Se acumulan en los estantes. Aparecen en los cajones de forma repentina. En los bolsillos. Son como los primos de Murcia, que todo el mundo parece tener uno que surge cuando menos uno se lo espera (por cierto, al igual que los parientes lejanos, no poseen ninguna utilidad conocida).

Los souvenirs, guardianes de la memoria, son artefactos caros para lo que valen e inevitablementes kitsch, por lo general. El turista los compra a decenas. A centenares. Los lleva en bolsas que también acumula después como recuerdo añadido. Quiere ver en ellos, cuando los adquiere, símbolo y arte. No consideran el insoportable coñazo que les resultará tener que ir cargando con varios kilos de más hasta sus casas. Todo merece la pena por apoderarse de artefactos de un sólo uso.
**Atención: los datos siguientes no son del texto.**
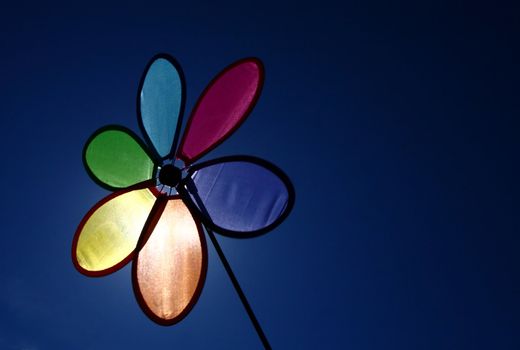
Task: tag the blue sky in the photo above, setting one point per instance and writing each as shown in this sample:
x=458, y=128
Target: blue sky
x=397, y=124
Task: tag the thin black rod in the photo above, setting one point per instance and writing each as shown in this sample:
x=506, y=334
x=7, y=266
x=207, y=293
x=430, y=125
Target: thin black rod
x=240, y=293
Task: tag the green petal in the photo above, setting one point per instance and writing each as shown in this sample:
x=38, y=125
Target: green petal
x=115, y=158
Compulsivamente, al turista se le encienden los ojos en cualquier tienda de recuerdos. Coteja precios. Compara colores de camisetas que nunca se pondrá. Prueba bolígrafos que luego nunca usará. Rebusca (lo he llegado a ver) bajo las faldas de una gitana de plástico para ver qué esconden.

Acabo de volver de Nueva York. Hasta piedras imantadas me he traído. Ahora no sé qué hacer con ellas. Definitivamente, los souvenirs son el sambenito de los que viajan. El síndrome de Diógenes del trotamundos. Sálvese quien pueda, porque lo peor es que viéndolos uno evoca irremediablemente lo mucho mejor que se lo estaba pasando en el momento que los adquirió. Esa es su verdadera maldición.